À PROPOS DE L’ŒUVRE D’IMRÉ KERTESZ



Imré Kertesz - Survivre

Par Maria Landau


« Survivre » est le titre d’un recueil d’articles de B. Bettelheim paru en 1952. Bettelheim a passé 9 mois au camp de Dachau, en 1939. Sorti du camp grâce à de nombreuses aides, il est arrivé au Etats-Unis, a commencé d’écrire sur le camp de concentration nazi, et s’est mis à s’occuper des enfants dits schizophrènes en se servant de l’expérience qu’il avait traversée. (La schizophrénie en tant que réaction à des situations extrêmes).

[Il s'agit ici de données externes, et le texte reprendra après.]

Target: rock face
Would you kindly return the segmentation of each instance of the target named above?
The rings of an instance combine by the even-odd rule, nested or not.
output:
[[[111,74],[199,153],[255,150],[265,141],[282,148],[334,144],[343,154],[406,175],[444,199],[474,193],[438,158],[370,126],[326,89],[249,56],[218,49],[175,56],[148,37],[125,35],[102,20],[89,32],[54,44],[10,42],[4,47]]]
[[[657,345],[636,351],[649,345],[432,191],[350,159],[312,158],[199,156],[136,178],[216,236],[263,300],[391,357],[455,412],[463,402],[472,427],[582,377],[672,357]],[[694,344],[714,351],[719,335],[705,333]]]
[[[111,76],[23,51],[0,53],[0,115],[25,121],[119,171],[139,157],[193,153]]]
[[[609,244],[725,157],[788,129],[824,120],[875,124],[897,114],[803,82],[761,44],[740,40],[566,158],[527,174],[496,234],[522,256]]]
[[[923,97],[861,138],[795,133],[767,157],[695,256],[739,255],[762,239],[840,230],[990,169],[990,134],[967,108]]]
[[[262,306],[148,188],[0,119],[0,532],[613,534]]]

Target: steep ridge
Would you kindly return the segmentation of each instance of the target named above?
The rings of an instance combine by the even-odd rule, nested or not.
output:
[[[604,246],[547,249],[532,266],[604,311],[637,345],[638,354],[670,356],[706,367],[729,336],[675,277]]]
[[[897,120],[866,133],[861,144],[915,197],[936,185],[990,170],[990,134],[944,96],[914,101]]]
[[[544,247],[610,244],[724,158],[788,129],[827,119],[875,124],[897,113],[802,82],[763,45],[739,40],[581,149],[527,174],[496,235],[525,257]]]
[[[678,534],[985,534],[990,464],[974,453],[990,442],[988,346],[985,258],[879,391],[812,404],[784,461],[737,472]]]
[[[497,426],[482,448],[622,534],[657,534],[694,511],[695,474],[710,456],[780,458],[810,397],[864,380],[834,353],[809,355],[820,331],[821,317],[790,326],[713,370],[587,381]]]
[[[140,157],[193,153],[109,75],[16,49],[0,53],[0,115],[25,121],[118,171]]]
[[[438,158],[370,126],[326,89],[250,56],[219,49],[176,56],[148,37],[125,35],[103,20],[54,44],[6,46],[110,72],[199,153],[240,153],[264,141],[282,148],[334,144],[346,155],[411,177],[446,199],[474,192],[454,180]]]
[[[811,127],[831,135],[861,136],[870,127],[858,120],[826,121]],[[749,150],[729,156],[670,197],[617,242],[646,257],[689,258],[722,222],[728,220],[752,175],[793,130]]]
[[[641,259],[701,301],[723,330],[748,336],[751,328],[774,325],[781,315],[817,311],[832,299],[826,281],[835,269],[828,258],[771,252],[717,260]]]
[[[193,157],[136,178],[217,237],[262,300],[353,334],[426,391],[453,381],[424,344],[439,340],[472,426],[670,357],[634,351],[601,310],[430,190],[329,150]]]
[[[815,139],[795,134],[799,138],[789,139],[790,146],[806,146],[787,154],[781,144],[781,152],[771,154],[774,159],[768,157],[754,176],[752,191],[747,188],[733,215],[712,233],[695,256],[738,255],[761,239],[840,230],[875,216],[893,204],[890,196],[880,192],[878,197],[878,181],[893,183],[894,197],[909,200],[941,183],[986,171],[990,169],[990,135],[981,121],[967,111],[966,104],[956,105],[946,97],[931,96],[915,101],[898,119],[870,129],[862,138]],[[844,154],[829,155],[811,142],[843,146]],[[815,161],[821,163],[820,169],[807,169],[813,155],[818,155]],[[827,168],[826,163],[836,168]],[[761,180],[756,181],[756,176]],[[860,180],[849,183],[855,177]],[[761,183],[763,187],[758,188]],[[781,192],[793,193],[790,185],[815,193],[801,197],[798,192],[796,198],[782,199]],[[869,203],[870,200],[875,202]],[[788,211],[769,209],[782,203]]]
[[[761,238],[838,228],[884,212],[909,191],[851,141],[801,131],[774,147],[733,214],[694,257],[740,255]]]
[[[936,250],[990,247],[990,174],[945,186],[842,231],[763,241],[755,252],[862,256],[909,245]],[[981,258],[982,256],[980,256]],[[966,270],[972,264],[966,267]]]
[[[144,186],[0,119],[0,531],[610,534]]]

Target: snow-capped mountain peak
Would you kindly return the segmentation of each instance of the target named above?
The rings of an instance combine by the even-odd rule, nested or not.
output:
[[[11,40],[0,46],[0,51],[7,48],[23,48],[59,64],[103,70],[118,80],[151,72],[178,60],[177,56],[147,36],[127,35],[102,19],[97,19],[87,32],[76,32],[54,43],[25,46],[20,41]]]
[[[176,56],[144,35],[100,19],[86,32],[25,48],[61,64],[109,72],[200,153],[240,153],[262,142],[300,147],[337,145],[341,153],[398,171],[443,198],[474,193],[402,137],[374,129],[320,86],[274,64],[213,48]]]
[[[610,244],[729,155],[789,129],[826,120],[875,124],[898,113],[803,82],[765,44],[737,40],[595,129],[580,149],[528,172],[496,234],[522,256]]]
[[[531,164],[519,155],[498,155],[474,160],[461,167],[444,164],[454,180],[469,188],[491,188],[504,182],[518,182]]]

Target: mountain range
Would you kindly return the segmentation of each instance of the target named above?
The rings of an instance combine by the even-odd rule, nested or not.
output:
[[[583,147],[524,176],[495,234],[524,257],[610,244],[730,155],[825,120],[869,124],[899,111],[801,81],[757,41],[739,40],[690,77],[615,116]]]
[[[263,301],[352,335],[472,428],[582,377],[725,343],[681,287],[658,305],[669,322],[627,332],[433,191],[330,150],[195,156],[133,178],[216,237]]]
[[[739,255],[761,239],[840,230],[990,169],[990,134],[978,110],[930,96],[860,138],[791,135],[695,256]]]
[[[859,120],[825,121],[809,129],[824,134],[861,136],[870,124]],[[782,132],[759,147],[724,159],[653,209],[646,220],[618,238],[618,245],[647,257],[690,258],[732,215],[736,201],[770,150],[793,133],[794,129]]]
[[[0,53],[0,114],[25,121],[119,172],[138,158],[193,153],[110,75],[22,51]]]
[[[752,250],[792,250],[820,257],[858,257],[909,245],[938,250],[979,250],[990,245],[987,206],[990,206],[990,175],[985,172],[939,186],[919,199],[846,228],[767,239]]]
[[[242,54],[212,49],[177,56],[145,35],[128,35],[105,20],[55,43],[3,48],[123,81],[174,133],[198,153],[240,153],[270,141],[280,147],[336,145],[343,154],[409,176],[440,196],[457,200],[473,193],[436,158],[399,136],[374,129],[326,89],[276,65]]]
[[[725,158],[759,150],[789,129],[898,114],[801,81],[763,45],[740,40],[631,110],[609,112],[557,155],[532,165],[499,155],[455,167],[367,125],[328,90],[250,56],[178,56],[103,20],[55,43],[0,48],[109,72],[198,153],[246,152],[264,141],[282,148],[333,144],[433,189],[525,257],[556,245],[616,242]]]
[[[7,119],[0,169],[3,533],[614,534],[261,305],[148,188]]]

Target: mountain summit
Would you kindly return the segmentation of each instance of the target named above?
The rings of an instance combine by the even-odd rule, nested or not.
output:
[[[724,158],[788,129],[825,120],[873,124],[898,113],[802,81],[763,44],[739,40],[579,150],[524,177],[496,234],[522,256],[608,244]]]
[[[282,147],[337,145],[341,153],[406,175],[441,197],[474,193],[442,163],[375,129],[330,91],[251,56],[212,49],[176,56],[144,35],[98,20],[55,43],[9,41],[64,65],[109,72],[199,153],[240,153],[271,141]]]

Survivre, c’est aussi ce qui se profile au loin, dans les livres  d’Imre Kertesz.

Parler de Imre Kertesz, chez « Odradek », on ne pouvait trouver mieux. « Odradek » une courte nouvelle, « Le souci du père de famille », écrite par F. Kafka, sans doute en 1917, et publiée en 1919 dans une revue sioniste « Selbstwerh » (Autodéfense), devait faire partie du recueil : « le médecin de campagne ».( Kafka, la Pochothèque, page 1069),

.Lisez cette nouvelle écrite de façon prémonitoire, pour les psychanalystes lacaniens. Odradek, petit objet de la taille d’un enfant, que les habitants de la maison retrouvent dans l’escalier, le grenier, les couloirs. Petit objet fait de fils qui pendent, de bouts de bois assemblés comme une étoile, qui disparaît, réapparaît. Objet que croisent  les enfants, que croiseront les petits- enfants, puisqu’il ne meurt pas ; objet mystérieux de la transmission, objet énigmatique que chacun dans la famille reconnaît. Petite chose impossible, irréversible, qui revient toujours à la même place ou juste à côté: le réel.

Comment trouver meilleur accueil pour Imre Kertesz. Kertesz Imre comme disent les Hongrois. Notre chère Kata Varga hongroise, comédienne, nous fera entendre cette langue.

Kertesz dit dans le discours de réception du prix Nobel, qu’il n’a pas voulu quitter ce pays, la Hongrie, le pays de sa langue. Ses grands-parents, dit-il, allumaient les bougies le vendredi soir, mais ils avaient changé leur nom pour lui donner une consonance hongroise, « il était naturel pour eux d’avoir le judaïsme pour religion et de considérer la  Hongrie comme leur patrie. »

Donc, hongrois.

Ce qui nous réunit ici ce soir est le livre « Etre sans destin », qui est écrit vingt ans après son retour de Buchenwald. Ce jeune garçon a 14ans et demi quand il est déporté Il revient vivant à 15 ans et demi, à Budapest. Il arrive par le train, comme il est parti.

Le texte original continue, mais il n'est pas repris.